3 – “we really need to take the energy we’re using to bash other mothers in the West and focus it towards becoming advocates for children who do not have access to food, shelter, or any relatives to love and care for them.” Beautifully said. I think this is going to be my new mantra.
Yes! Actually, after the TIME cover came out my friend Kristen wrote this article: http://www.rageagainsttheminivan.com/2012/05/where-is-mommy-war-for-motherless-child.html
I love the pics. Seriously, could Dr. Jay be any cuter?
beautiful pictures
. please get better soon!
Wow, I hope you and the other team member will recover fully soon! Thank you for sharing your experience and some beautiful pictures from your trip.
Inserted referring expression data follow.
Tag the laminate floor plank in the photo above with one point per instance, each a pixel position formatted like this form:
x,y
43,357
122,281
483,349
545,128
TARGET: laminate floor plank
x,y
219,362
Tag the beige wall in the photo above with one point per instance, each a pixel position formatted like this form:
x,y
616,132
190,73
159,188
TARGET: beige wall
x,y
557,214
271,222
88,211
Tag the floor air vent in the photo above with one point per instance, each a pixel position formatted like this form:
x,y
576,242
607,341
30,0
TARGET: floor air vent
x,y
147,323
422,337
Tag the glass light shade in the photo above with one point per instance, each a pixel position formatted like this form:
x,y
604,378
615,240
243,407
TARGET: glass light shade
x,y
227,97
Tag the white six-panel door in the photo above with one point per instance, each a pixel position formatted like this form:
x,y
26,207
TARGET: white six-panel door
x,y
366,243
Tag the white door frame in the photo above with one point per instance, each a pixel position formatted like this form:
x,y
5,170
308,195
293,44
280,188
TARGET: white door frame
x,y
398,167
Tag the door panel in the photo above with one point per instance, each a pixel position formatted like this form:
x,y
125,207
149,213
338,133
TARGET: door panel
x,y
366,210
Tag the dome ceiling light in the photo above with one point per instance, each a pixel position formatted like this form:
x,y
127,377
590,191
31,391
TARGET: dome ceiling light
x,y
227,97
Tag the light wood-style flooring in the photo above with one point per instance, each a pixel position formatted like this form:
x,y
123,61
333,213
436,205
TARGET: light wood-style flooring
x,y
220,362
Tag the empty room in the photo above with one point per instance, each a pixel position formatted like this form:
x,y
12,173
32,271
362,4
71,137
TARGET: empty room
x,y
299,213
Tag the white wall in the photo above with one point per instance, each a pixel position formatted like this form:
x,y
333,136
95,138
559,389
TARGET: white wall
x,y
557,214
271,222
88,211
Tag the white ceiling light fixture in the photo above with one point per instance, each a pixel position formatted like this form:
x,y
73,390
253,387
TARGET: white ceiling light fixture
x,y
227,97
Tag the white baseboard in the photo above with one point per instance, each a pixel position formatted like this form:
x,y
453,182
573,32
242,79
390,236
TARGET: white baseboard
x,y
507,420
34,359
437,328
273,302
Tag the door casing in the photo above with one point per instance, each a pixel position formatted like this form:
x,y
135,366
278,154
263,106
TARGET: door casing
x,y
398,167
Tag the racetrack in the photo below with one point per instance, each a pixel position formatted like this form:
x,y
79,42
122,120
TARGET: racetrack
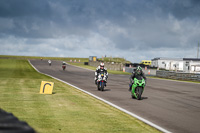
x,y
172,105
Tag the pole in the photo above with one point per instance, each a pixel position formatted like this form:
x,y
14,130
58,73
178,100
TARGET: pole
x,y
198,51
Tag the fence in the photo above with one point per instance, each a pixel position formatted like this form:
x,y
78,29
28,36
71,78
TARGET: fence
x,y
178,75
148,71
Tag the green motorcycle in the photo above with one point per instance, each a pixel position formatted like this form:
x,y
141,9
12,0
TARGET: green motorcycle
x,y
138,88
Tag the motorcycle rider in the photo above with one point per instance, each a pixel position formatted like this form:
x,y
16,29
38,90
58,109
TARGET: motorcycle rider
x,y
49,62
99,69
138,72
64,65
I love hearing about the trip as well as your happy boys while you were away. You are such a strong advocate for mothers and family, period, when someone else in your position could totally turn the tide toward themselves. Great job, Jamie!
I hope you both feel better. You inspired me to rewrite a chapter of my book before it was published. I included a scene of the first time I saw a woman discretely nursing in public, about 40 years ago. I thought it was the coolest thing ever. I was amazed that others were offended.
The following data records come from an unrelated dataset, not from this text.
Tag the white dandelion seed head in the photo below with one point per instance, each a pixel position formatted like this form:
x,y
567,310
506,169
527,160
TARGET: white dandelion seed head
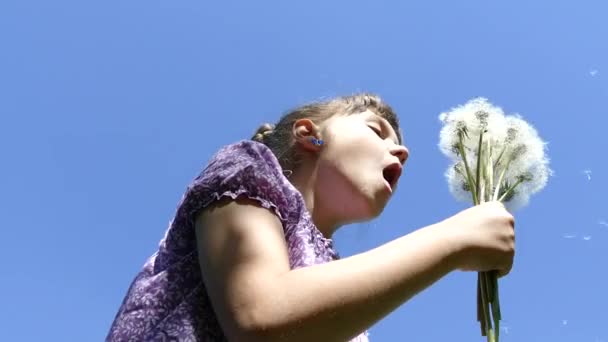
x,y
475,116
510,138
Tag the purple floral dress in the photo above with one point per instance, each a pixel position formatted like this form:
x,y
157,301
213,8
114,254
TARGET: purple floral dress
x,y
167,300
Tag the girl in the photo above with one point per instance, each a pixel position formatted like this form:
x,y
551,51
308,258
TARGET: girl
x,y
249,256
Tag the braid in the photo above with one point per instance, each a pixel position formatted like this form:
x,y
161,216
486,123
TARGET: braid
x,y
262,132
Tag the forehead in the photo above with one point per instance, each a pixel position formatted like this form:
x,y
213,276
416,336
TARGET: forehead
x,y
370,116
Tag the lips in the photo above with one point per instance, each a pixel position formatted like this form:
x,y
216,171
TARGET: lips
x,y
391,174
Hey Ron!! I am so excited your book was published! I can’t believe others were offended. Those were the days the formula companies came out in full force. At least we’re making progress now.
From the other side of the world I’d just like to say that I think both your covers were amazing. One was strong and almost defiant. It stood up for a cause and showed the world that life as an attachment parent isn’t something strange or even “dirty” but something to be proud of and to encourage. When I saw this image I thought – wow that is one that will be timeless.
Your second photo is sweet. Its stunning, Its homely and gives me (for lack of a better term) warm fuzzies. It makes me feel like mine and my daughters choice to continue our breastfeeding journey together is normal – where the Western World (and all my relatives) tell us it is NOT.
Thank you for being a breast feeding and attachment parenting warrior.
Your work is amazing. Your philosophy is commendable and I hope one day we can get back to the village and all live together helping and nurturing each other. I long for this and yearn to find a community that doesn’t have walls or judgments but just acceptance and encouragement.
Get well soon.
Kia Kaha (Stay Strong)
Sarah, I love you thoughts on the TIME cover. It is nice to hear people who saw something different in the photo. Meanings behind pictures are subjective and up for interpretation. I was more hurt by the headline that accompanied the photo. Together it was a recipe for judgement. Although, my mom thought the tagline and photo together originally meant something about be being strong and mom enough to not allow people to tell me it was wrong. She is a breastfeeding advocate and I think it was her interpretation from her own experiences being judged and not backing down.
Thank you thank you!
Praying that you both have a full recovery!
Thank you! I am feeling so much better!